Cherokee County at Piedmont: This series between two schools fewer than 20 miles apart had been dormant for two years when Steve Smith arrived at Piedmont in 2006 even though the two schools had played off and on since Piedmont’s second football season in 1925. Smith, a former Cherokee County quarterback, got the rivalry going again in 2008. Cherokee County put up big numbers to win in 2008 and 2009. Since then, the Bulldogs have been the team with the big point totals good for four straight victories. Recent results are typical of the series overall — lots of streaks of three and four straight wins by one school or the other.

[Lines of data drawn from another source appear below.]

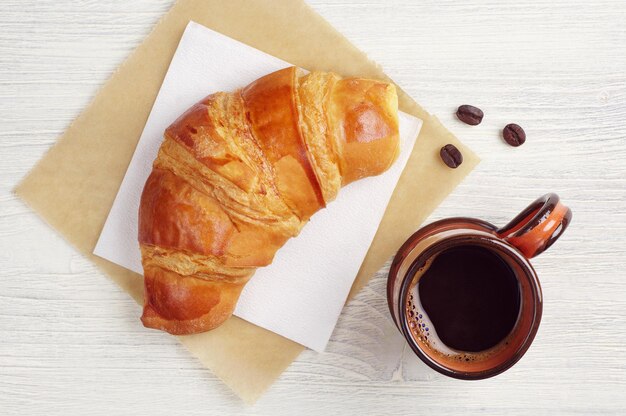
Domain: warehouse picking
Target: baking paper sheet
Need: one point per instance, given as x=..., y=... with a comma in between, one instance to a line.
x=74, y=185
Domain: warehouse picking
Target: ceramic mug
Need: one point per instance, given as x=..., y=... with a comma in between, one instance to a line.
x=530, y=233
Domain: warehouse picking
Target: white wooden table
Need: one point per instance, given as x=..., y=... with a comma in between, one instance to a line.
x=70, y=340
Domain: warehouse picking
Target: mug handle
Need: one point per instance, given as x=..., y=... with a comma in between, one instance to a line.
x=538, y=226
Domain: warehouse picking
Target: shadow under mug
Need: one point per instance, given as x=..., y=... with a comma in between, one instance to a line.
x=530, y=233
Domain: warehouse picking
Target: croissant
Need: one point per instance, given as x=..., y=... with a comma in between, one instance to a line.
x=240, y=173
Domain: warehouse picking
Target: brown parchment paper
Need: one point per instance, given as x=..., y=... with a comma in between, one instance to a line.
x=74, y=185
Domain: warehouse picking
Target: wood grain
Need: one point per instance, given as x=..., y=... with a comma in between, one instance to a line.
x=70, y=340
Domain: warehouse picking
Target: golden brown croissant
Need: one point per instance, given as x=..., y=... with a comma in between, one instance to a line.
x=240, y=173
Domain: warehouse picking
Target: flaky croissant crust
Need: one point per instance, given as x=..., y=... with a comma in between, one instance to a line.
x=240, y=173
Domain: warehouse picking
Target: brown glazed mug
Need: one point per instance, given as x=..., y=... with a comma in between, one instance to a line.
x=530, y=233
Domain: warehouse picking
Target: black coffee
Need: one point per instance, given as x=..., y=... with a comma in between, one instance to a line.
x=471, y=298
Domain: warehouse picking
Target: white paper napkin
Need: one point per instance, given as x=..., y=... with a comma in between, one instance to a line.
x=301, y=294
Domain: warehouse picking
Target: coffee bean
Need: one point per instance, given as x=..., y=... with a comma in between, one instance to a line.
x=470, y=115
x=514, y=135
x=451, y=156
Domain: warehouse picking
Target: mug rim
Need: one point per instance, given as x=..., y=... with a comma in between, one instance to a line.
x=493, y=243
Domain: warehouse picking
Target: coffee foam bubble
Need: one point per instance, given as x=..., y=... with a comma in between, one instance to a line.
x=425, y=334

Oxford at Gadsden City: Gadsden City is the closest thing Oxford has these days to a natural geographic rival. The Yellow Jackets didn’t have much history with Gadsden High before the consolidation of that school, Emma Sansom and Litchfield that created Gadsden City High in 2006. The next eight seasons found Oxford and Gadsden City in the same Class 6A region and the series has been competitive. Each team has four wins if you ignore the win Oxford had to forfeit in 2007. Each program likes the matchup enough to continue it even with Gadsden City moving to the new 32-team Class 7A.

Sept. 26

Munford at Lincoln: Lincoln plays in Class 5A for the next two seasons while Munford remains in 4A but no one considered ending this series after 68 straight years of at least one game. Brad Wallace, a Lincoln graduate, looks to avenge last year’s loss in his first season as the Golden Bears’ head man. Lions coach Will Wagnon wants to improve his 2-2 record against Lincoln. There’s a lot more to this series than the current coaches and players. Lincoln, then Talladega County High, got about a 20-year head start over Munford in football back in 1927. The Lions didn’t begin to play until 1946. The initial 14 games went to Lincoln 10 times with Munford winning three and one ending in a scoreless tie. From 1959-68, Munford fashioned 10 straight wins. The rivalry was at its best when Alan Brooks coached Lincoln and Tony Motley headed Munford. Their tenures overlapped from 1977 through 1993. The first 12 games saw each team win six times before Motley’s Lions won for him five straight outings. Wins were balanced again for several years until Keith Howard coached Lincoln to five straight victories until his untimely death at the start of the 2009 season.

Oct. 24

Anniston at Alexandria: In the beginning, 1926, this game was less a rivalry than an opportunity for Anniston to pick up a win against an opponent with half as many players on its roster. Anniston won the first game 3-0. Over the next 23 years, a total of 20 games were played. The Bulldogs won all 20 contests and had 16 shutouts along the way. Every game was played at Anniston. The closest game was a 12-0 win for Anniston in 1931, and Anniston won by identical 58-0 scores in 1947 and 1948. All that changed in 1950 when Lou Scales’ third group of Valley Cubs scored a 20-12 upset and became the first team in Calhoun County to defeat the Bulldogs since 1920. From 1957-2003, the Bulldogs and the Valley Cubs tangled just twice with Anniston taking a 14-6 verdict in 1965 and Alexandria returning the favor 19-7 the following year. Since 2004, the Cubs and the Bulldogs have played eight games with each team winning four contests.